There was a colony of these salt-workers at Prestonpans near Edinburgh. They were the lineal representatives of the old nativi, neyfs or villeins, attached to the Abbey of Newbattle, the monks of which had been the first to work the salt works there. These salters formed a race apart. Sunk in hereditary degradation, they were disliked and shunned by all their neighbours. It was not until some time had elapsed from their final emancipation that the evil effects of this slavery disappeared. William Chambers, of Edinburgh, recorded in his 'Memoir' that, when he was a young man, these poor creatures set aside one day in the year as a festival commemorative of their liberation. And this was in Scotland and in the nineteenth century! J. A. LOVAT-FRASER.

STEPHEN MARTIN LEAKE.

It was an inadvertence that our last number should not have recorded the loss to legal study caused by the death of Mr. Stephen Martin Leake. The outlines of his uneventful life were set forth in obituary notices at the time: and we need only to note the rare combination of circumstances which has given to us a series of legal treatises so clear in design, so ample in treatment, so practical in character.

Mr. Leake was born in 1826. He was called to the Bar in 1853; he retired from the active work of his profession, partly from fear of increasing deafness, in 1863. Thenceforth he lived on his property in Hertfordshire until his death.

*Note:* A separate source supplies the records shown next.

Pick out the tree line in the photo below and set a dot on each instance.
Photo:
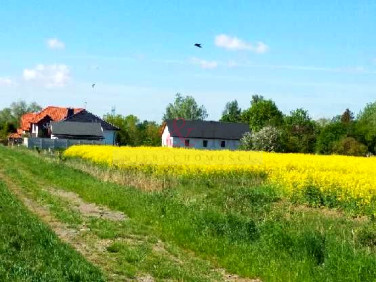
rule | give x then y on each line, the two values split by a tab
270	129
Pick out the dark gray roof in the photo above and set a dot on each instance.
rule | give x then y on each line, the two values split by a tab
206	129
85	116
78	130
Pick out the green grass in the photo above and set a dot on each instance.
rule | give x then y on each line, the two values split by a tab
29	251
252	231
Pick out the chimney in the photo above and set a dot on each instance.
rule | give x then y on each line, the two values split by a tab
70	112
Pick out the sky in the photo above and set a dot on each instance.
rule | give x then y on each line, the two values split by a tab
316	55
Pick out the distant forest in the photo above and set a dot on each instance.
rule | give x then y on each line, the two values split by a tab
271	130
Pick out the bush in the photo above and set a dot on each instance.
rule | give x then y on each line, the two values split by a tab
269	139
350	147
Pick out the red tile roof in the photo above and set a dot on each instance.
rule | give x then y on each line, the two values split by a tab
55	113
26	121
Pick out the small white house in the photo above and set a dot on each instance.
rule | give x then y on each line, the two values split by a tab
203	134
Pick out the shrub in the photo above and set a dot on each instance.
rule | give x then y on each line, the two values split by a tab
351	147
268	139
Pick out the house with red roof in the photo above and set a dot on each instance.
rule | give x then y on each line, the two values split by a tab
78	124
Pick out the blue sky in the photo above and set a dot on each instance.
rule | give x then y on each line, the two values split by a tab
312	54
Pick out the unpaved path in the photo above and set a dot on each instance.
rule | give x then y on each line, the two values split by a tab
95	249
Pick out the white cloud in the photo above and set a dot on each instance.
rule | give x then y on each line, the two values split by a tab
205	64
6	81
54	43
234	43
48	75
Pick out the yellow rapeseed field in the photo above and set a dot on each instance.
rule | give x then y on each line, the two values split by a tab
347	177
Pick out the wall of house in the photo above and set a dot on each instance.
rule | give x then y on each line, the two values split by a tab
109	137
46	143
167	140
34	130
198	143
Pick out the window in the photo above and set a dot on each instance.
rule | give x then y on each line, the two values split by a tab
205	143
186	141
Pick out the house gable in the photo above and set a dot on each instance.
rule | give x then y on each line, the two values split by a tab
85	116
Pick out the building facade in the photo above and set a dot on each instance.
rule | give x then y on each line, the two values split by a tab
210	135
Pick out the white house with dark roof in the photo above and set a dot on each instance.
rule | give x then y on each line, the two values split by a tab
85	116
200	134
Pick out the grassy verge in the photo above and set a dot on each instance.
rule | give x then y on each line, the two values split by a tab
252	230
29	251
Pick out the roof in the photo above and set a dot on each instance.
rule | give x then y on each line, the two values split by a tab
55	113
85	116
77	130
14	135
206	129
26	121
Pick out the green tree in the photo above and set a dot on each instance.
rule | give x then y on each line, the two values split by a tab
232	112
269	139
300	132
262	113
329	136
186	108
350	146
347	116
366	126
133	132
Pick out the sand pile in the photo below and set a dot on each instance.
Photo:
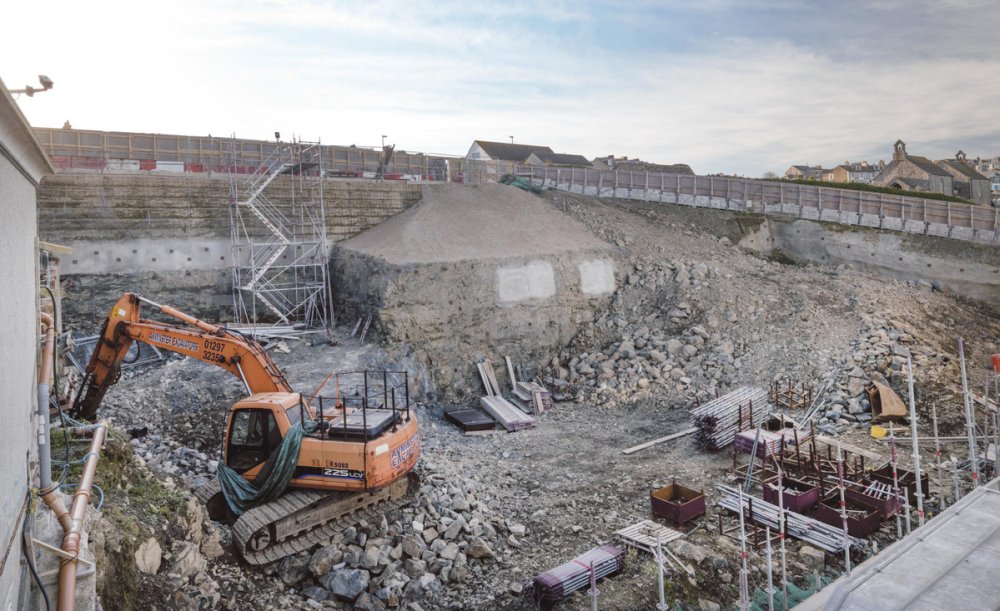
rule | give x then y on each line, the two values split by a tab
458	223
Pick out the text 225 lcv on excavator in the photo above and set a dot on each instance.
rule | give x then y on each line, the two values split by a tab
346	457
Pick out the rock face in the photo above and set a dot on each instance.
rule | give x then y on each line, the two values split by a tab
467	263
188	560
148	556
347	584
812	557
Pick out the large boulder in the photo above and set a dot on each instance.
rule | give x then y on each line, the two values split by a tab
148	556
347	584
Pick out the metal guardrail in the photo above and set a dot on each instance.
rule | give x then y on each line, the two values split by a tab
814	202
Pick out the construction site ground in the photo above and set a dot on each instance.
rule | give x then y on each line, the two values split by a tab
567	481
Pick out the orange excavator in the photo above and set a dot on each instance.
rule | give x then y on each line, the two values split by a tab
355	458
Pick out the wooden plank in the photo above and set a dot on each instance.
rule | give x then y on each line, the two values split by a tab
830	441
488	366
486	381
643	446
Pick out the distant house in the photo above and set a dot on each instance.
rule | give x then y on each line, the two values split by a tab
559	160
613	163
806	172
913	173
855	172
966	181
483	150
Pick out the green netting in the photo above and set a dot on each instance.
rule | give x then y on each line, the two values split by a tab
520	183
271	482
795	594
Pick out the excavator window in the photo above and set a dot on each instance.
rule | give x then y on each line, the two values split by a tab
253	435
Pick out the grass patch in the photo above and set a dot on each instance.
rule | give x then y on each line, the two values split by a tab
136	504
860	186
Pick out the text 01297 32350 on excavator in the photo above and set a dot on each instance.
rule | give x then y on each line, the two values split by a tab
344	458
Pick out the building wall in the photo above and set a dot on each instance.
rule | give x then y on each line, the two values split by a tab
168	237
20	162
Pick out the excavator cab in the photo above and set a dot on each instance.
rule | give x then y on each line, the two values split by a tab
254	434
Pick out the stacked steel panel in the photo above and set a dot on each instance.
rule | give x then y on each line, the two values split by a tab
719	420
811	531
554	584
770	443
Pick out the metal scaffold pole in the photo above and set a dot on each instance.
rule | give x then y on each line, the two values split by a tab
895	477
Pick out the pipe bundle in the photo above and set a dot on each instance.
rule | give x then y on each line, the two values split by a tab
719	420
811	531
554	584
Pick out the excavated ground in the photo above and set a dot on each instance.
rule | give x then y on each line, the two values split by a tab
749	320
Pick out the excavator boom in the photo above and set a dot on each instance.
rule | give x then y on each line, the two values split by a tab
240	355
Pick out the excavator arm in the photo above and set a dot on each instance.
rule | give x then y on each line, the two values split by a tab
239	355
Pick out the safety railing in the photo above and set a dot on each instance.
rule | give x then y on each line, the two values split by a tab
363	406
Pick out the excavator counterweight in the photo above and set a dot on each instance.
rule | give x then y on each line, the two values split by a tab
355	457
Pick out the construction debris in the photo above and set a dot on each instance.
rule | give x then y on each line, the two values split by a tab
555	584
672	436
720	419
470	420
776	434
886	404
677	504
502	410
811	531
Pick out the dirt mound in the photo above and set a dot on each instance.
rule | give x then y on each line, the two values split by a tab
458	223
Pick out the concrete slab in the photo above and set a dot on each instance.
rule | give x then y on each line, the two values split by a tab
521	282
597	276
949	563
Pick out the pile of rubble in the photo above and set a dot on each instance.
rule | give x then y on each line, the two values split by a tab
442	544
881	353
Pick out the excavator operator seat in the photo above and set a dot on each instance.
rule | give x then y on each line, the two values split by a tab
253	435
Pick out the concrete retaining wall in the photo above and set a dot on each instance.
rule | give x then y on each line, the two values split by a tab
971	270
168	237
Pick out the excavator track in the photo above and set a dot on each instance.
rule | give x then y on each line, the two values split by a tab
300	519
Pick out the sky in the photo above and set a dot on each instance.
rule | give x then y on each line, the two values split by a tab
733	86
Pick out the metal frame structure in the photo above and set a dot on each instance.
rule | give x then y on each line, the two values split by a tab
280	251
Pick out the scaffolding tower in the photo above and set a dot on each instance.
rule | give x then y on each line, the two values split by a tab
280	252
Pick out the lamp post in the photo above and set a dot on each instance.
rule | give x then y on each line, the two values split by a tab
30	91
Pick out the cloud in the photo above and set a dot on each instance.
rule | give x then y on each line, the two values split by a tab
726	85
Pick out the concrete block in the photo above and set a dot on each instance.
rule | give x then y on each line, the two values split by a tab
938	229
832	216
535	280
597	277
870	220
962	233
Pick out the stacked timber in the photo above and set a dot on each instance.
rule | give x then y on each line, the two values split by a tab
771	442
719	420
565	579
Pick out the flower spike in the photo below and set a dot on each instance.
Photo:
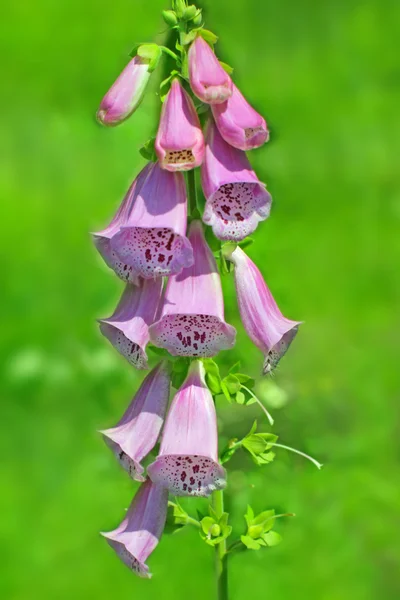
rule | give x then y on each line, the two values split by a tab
188	460
139	533
264	323
179	143
147	237
236	200
126	93
192	319
208	79
137	432
128	328
239	124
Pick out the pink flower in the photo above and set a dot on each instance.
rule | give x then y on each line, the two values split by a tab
239	124
179	142
128	328
126	93
192	320
236	200
147	237
208	79
137	432
139	533
188	460
264	323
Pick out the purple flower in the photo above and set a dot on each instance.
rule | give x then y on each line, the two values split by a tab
128	328
126	93
137	432
179	142
264	323
192	320
239	124
208	79
139	533
147	236
236	199
188	460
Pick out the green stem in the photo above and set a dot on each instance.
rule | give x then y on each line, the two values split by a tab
221	558
191	190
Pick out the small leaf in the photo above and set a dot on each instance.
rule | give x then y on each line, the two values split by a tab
272	538
148	152
250	543
225	391
208	36
232	383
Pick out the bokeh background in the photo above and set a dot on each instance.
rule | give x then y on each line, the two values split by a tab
326	75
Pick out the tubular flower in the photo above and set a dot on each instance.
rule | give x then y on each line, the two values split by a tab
126	93
208	79
188	461
139	533
239	124
147	237
192	320
179	143
128	328
264	323
236	200
137	432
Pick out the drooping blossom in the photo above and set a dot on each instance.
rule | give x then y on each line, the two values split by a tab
136	434
208	79
147	237
126	93
192	318
236	200
179	143
239	124
188	460
128	328
139	533
264	323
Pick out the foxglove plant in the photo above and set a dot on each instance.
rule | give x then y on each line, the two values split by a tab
173	303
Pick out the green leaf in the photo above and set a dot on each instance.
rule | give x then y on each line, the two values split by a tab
246	242
151	52
240	398
225	391
148	152
232	383
227	68
272	538
208	36
250	543
206	524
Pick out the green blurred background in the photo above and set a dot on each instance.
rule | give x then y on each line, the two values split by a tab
326	75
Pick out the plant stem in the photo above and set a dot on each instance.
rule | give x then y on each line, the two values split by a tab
192	194
221	557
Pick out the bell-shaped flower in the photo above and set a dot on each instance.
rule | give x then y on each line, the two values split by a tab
147	237
126	93
128	328
179	143
239	124
192	319
139	533
264	323
236	200
208	79
136	434
188	460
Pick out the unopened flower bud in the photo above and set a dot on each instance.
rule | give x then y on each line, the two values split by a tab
170	17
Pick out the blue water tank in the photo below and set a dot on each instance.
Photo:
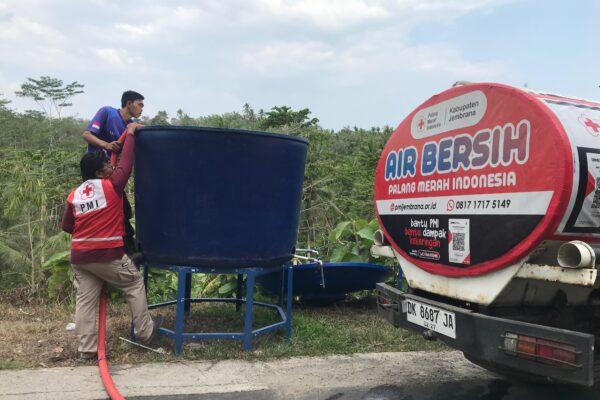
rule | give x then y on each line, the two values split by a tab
213	197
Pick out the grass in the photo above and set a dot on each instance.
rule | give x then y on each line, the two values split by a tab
35	336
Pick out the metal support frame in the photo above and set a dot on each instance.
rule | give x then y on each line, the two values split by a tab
184	300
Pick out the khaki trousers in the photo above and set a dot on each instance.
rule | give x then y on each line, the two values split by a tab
89	279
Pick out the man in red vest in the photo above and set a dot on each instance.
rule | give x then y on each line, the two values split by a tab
94	216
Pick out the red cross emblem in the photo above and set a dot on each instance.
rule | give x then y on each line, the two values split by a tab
87	192
592	126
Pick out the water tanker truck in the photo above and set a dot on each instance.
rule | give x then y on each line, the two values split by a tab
488	196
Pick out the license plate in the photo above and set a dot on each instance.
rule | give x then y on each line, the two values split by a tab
430	317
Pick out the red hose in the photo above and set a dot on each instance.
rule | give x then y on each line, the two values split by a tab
109	385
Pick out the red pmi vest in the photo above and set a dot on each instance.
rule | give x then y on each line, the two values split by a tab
98	214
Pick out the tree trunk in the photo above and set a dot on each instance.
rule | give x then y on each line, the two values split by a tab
30	234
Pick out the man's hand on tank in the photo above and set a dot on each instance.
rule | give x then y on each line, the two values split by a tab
131	127
113	147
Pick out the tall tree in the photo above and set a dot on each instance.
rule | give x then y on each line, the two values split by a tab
50	94
285	116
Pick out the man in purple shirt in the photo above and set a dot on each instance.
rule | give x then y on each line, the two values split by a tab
107	125
102	134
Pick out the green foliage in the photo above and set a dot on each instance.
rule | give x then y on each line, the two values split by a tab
39	159
284	116
61	276
50	94
352	240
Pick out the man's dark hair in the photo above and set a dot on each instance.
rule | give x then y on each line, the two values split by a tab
130	95
91	163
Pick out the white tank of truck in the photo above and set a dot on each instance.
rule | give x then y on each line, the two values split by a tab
488	196
481	175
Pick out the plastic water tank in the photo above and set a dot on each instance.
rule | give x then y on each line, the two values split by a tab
214	197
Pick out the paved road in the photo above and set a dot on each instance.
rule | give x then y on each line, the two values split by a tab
379	376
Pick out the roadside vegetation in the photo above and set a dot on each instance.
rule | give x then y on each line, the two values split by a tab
39	155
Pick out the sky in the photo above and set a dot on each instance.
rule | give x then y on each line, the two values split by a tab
360	63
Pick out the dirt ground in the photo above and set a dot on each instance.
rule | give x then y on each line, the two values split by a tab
36	336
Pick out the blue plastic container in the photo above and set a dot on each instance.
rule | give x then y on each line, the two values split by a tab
212	197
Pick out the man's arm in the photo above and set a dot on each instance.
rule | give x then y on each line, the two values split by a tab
68	220
97	142
121	174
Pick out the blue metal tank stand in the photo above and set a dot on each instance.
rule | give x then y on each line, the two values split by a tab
184	300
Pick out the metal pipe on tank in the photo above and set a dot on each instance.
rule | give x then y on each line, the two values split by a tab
578	254
379	238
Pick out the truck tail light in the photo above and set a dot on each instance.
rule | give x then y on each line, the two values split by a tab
542	350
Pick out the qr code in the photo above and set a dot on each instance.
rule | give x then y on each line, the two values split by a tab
596	201
458	242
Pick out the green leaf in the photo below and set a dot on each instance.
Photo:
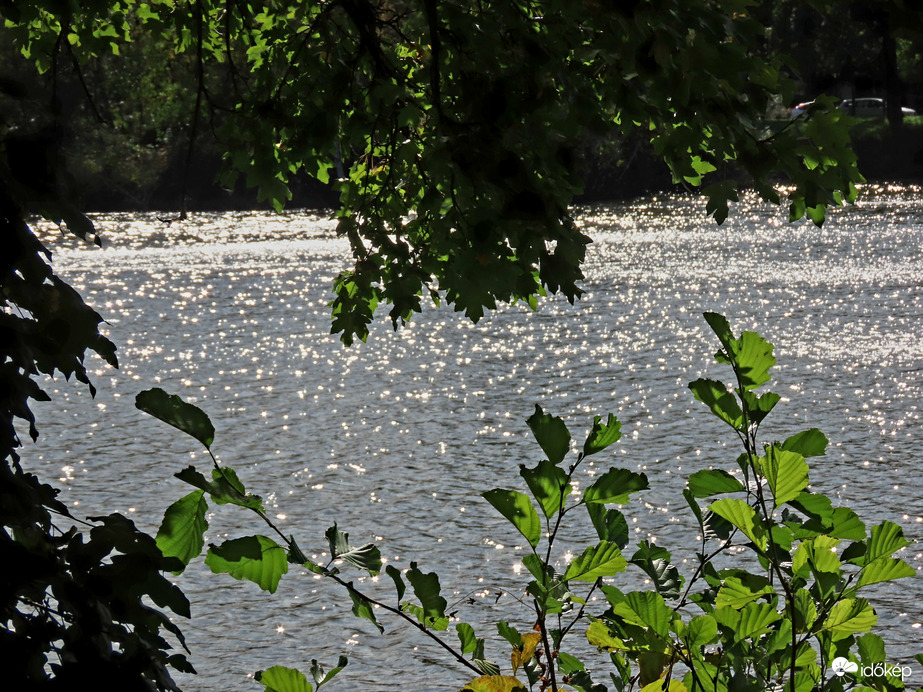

Men have retired before now into the country to obtain quiet and freedom from interruption for the pursuit of abstract inquiry, or the contemplation of natural phenomena; but it is seldom indeed that the life of a country gentleman is also a life of close and continuous study bearing on a subject wherein principle and precedent have to be constantly applied and moulded to the changing conditions and the practical business of every day. For

Mr. Leake, though he ceased to practise at the Bar, did not become a speculative jurist. Whether he treats of the rules of pleading, the law of contract, or the law relating to interests in land, he kept in view two objects which make his work valuable alike to the student and the practising barrister. He supplies all the information that the reader is likely to want, and he supplies it in the place where a sensible reader is likely to expect to find it. To say that books are stored with knowledge, and that this knowledge is well arranged, may not seem to say very much. But those who know the mass of detail which, in some sort of arrangement, goes to make up a legal treatise; those who have wandered in the wilderness of ill-compacted learning of which so many text-books consist; still more, those who have tried for themselves to select and arrange the material for a work on any great department of our law, will appreciate, to the full, the happy combination of learning and method displayed in the writings of Mr. Leake.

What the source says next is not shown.